Suddenly, Des Lazar said “What’s that bird up there?” A long way off, hovering in the wind, against a stormy grey sky, was some sort of raptor, just a dark silhouette. We got a glimpse of its pale body and then a Pied Crow flew close, making us realise just how big it was.
“Could be a Martial Eagle?” I said, and we drove further towards the works for a better view – still nothing conclusive, even using a scope. Eventually we ended up driving round the boundary of the works where we could see it more clearly from an open area and sure enough an adult Martial Eagle. We watched it for a while and then lost it, so returned to the works to check in. Resuming the outing, we suddenly saw most of the birds on the lagoon near the sea take flight – yes, the Martial Eagle had spooked them all, including a flock of about 250 Greater Flamingos that flew around in circles, much to our delight.
Due to unpleasant weather and our being a small group, we decided to bird by car, getting out at various spots.
Bush birding was rather quiet, but we did see Cape Canaries, Southern Red Bishops, Yellow Bishops and African Pipit. In and around the lagoon area were lots of Black-winged Stilts, Blacksmith Lapwings, White-breasted Cormorants and a couple of Pied Avocets, as well as Kittlitz’s, Three-banded and White-fronted Plovers plus lots of Greater Flamingos.

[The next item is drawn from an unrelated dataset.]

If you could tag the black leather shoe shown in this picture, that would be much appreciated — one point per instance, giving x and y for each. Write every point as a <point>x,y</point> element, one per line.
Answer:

Red-knobbed Coots were the most numerous birds on the pans, with some Red-billed and Cape Teal, a few Cape Shovelers, Hartaub’s Gulls and one Grey-headed Gull in breeding plumage.
The sun was now shining and a pair of Spotted Thick-knees was a nice sighting just before we ended the outing.
A total of 41 species were seen and the small group all agreed it was a more exciting morning than expected and well worth the effort of braving the cold.